OMG there were some many highs and lows I do not have enough time to tell you all that is going on. First, I was scheduled for some dental work so I had a get a covid test. (Don’t tell poppy but I was checking out some really cute guys. After the test Poppy took me to IKEA. That place is the coolest place in the world and I could live there with all the people and things to look at.

 Dr Jerry who has been treating me since 2006 is moving to Tennessee. I am going to miss him so much. Poppy said we are going to keep seeing him and will go to see him once a year. Dr Jerry could not believe how good I was looking. He said it was the best he has ever seen me. This was really made me happy but still very sad I will only see him once a year. At least I got to see Dr Jerry once more. Then after all of the appointments and testing to have dental work, they cancelled my appointment two days before.

My school had our spring dance/prom early this year. I love dressing up like the princess I am but here is the really exciting part. My Aunt Sherri gave us a room to stay at Disney Animal Kingdom Resort. I did not want to leave the patio just watching all the animals out our back window. I even seen Pumba and kept waiting for him to sing “Hakuna matata”. He did not but o well. There are even 6 mini zoos around the resort that you can watch the animals. It was a little cool and rainy at points but who cares we had lots of fun.

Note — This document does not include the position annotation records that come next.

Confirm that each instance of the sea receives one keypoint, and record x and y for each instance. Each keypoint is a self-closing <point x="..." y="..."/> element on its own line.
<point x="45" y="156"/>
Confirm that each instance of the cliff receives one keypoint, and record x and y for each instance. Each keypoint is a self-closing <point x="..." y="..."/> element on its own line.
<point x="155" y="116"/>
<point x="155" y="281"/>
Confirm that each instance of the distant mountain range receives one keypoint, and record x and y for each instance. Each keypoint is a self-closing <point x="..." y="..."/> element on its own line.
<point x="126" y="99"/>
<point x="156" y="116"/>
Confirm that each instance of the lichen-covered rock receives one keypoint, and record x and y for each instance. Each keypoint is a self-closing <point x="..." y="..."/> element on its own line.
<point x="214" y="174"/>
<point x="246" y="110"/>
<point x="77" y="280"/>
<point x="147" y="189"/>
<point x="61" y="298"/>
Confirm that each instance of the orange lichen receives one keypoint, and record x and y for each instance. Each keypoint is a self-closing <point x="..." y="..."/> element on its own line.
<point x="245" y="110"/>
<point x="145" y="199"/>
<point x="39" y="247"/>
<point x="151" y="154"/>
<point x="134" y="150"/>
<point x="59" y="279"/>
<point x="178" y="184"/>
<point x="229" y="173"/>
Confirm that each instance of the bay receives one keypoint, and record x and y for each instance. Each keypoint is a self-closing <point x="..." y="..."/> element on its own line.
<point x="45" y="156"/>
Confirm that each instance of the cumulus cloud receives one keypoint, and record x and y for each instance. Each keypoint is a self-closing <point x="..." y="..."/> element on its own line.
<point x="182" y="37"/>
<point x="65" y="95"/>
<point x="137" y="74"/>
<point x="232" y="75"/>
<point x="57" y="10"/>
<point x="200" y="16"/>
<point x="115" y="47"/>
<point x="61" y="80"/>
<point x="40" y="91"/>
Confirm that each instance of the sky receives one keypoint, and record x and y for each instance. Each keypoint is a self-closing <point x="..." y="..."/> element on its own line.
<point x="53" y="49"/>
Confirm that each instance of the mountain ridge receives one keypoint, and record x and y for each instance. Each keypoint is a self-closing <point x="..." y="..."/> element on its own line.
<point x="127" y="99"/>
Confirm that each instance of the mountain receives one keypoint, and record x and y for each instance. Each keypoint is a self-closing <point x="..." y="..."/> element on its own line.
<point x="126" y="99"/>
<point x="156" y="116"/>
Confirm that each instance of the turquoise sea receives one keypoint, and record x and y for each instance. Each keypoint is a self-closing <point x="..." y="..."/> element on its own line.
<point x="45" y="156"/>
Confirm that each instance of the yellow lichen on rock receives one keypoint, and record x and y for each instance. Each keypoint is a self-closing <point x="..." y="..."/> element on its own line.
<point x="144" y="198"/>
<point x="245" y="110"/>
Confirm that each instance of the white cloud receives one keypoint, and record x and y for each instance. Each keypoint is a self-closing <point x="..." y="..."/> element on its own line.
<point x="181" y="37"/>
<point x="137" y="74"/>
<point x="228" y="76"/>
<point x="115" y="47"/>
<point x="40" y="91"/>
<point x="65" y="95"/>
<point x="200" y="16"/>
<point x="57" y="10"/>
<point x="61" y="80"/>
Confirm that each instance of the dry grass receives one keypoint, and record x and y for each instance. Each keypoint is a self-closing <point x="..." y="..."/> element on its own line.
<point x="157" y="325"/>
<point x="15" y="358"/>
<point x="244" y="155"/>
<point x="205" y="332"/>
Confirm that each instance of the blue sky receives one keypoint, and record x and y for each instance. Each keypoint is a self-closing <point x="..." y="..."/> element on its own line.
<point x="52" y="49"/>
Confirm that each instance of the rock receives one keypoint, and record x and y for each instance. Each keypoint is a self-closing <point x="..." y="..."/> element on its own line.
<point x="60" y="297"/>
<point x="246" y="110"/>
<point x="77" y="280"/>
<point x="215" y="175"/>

I really hope I can go back some day. Thank you very much Aunt Sherri.

By the way I do not understand why these two quacks keep photo bombing my blog.

Happy New Year Everyone. Well this blog is titled “A Day in the Life of a Princess Warrior” AKA ME. Here are a few pictures of my day. First who likes cold weather. NOT ME. Do you see how much cloths I have to wear just to get on a bus. That is why we living in Florida to avoid the cold. Well enough of my rant.

As a Princes I would prefer to be hand feed but poppy is not having it so I eat with a special spoon because of my dystonia. Dystonia cause my body to shake like Parkinsons disease in older people. This spoon helps stabilize my food so it is easier to get in my mouth.

I can speak words but I also speak a special language called Abigaileses. My family understands me but others have a hard time. So we are trying out this new computer. The computer speaks my words when I just look at the picture. It is so cool. I really had fun with the game were I put pies in peoples faces. Truth be told, I only did it to the girls pictures. I would would not want to put a pe in a cute guys face even on a computer.

I usually go to therapy 4 days a week. Here are a few pictures from my OT work. I love being on a swing and it does not matter what kinds. Poppy always makes comments how I use to hate it. I just think he is crazy, why would I hate being on a swing.

Please excuse the blank spot but Covid haze happen.